Police block a main street in Yangon, as protesters attempt to march forward in first sign of street unrest after coup.
The relatives of an Australian economic adviser to Myanmar’s deposed civilian leader Aung San Suu Kyi say they are “distraught” over his detention in the wake of a military coup, as Canberra seeks immediate access to the academic.
Macquarie University professor Sean Turnell was the first foreign national confirmed arrested by the new military, which seized power last week after detaining Aung San Suu Kyi and other senior members of her National League for Democracy (NLD).
In a statement released by Australia’s foreign affairs department late on Monday, the family said they were “distraught” that Turnell had been detained.
“He is a practical economist who has and will always use his expertise and experience for a good cause,” the statement said.
“Myanmar is a country with which he has fallen in love, and through working on and for it for more than two decades, he brought jobs, investment, and hope to many of the poorest people there without thought of reward or concern for his own advantage.”
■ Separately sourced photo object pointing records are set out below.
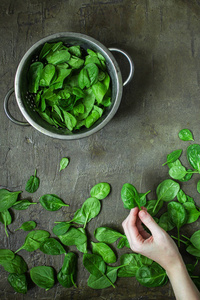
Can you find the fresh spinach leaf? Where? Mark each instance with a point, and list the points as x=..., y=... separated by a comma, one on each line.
x=33, y=240
x=67, y=274
x=34, y=74
x=18, y=282
x=102, y=282
x=123, y=242
x=6, y=255
x=82, y=247
x=90, y=209
x=17, y=265
x=6, y=219
x=104, y=251
x=27, y=226
x=165, y=223
x=193, y=156
x=173, y=156
x=130, y=196
x=64, y=163
x=33, y=183
x=166, y=191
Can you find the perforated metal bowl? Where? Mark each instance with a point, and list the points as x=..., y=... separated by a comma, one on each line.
x=25, y=100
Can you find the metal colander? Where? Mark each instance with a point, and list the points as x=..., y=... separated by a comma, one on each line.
x=25, y=100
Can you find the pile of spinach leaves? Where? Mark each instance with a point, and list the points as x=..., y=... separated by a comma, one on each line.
x=172, y=208
x=71, y=87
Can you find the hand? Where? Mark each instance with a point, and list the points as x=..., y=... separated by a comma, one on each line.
x=158, y=246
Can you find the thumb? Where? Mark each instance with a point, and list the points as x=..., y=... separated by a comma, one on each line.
x=149, y=222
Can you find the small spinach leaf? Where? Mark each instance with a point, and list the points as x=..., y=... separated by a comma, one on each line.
x=33, y=183
x=18, y=282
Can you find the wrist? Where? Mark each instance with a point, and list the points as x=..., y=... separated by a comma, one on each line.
x=177, y=267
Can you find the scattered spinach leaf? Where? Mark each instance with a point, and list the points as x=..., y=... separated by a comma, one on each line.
x=64, y=163
x=18, y=282
x=27, y=226
x=186, y=135
x=43, y=276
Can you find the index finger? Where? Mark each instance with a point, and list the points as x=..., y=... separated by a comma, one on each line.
x=130, y=228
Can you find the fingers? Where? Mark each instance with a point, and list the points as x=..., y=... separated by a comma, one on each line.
x=149, y=222
x=130, y=228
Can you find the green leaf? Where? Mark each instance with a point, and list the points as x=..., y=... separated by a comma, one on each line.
x=51, y=202
x=130, y=196
x=34, y=74
x=173, y=156
x=90, y=209
x=104, y=251
x=177, y=172
x=181, y=196
x=43, y=276
x=27, y=226
x=32, y=184
x=100, y=190
x=185, y=135
x=165, y=223
x=167, y=190
x=6, y=255
x=67, y=274
x=102, y=282
x=16, y=265
x=198, y=186
x=7, y=199
x=18, y=282
x=6, y=219
x=22, y=204
x=34, y=239
x=130, y=264
x=177, y=215
x=94, y=264
x=193, y=156
x=64, y=163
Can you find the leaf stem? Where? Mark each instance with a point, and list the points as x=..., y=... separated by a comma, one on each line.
x=156, y=205
x=184, y=242
x=185, y=237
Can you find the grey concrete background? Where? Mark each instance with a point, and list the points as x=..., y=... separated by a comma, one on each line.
x=163, y=39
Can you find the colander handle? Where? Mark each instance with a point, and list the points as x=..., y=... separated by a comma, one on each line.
x=6, y=99
x=130, y=76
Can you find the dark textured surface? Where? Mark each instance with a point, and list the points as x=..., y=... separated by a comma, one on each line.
x=163, y=39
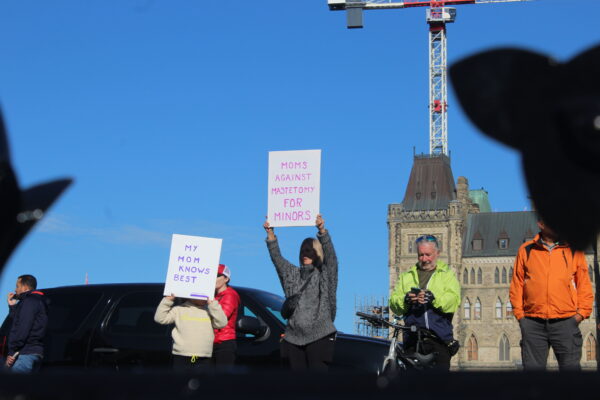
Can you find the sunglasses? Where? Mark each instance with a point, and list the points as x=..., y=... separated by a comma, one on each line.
x=426, y=238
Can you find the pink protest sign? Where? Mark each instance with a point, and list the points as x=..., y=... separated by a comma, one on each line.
x=294, y=187
x=193, y=264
His wife, Ha Vu, who posted the same message to Facebook, called for Turnell’s immediate release.
“He is warm and kind-hearted, generous, and always thinks about others before himself,” the statement said.
“Even now, wherever he is confined, we know that his thoughts and concerns are with those worrying about him.”
Ha Vu appealed to the media for privacy as their family in Australia and Vietnam deal with the situation, and try to secure his release.
Foreign Minister Marise Payne said on Monday that the Australian government would continue to “press strongly” for Turnell’s release, after she summoned the Myanmar ambassador over the case.
She said the country was “deeply concerned” about the situation in Myanmar and was providing consular assistance to a number of Australians.
The Australian government is seeking immediate access to Turnell, who is believed to be in a police facility.
A source close to Turnell, who spoke to the Reuters news agency on condition of anonymity, said he had been to the police station where the economist was originally detained, and was told he had been moved to Insein prison in Yangon.
But when he went to the prison to deliver a care package, officers said he was not there.
“We all know that wherever he is now he will be worried,” Vu said in in a separate statement.
Turnell had told Reuters before his detention on Saturday that he expected to be charged following his detention.
“I guess you will soon hear of it, but I am being detained,” Turnell said. “Being charged with something, but not sure what. I am fine and strong, and not guilty of anything,” he said.
Street protests have been going on across Myanmar in the last three days denouncing the military for staging the February 1 coup.
In response to the enormous protests, Senior General Min Aung Hlaing, the new military ruler imposed a curfew on Monday in the country’s two biggest cities and banned gatherings of more than five people.
In a televised address to the nation, he called on the public to prioritise facts and not feelings and repeated the unsubstantiated claim that there were irregularities in November’s election.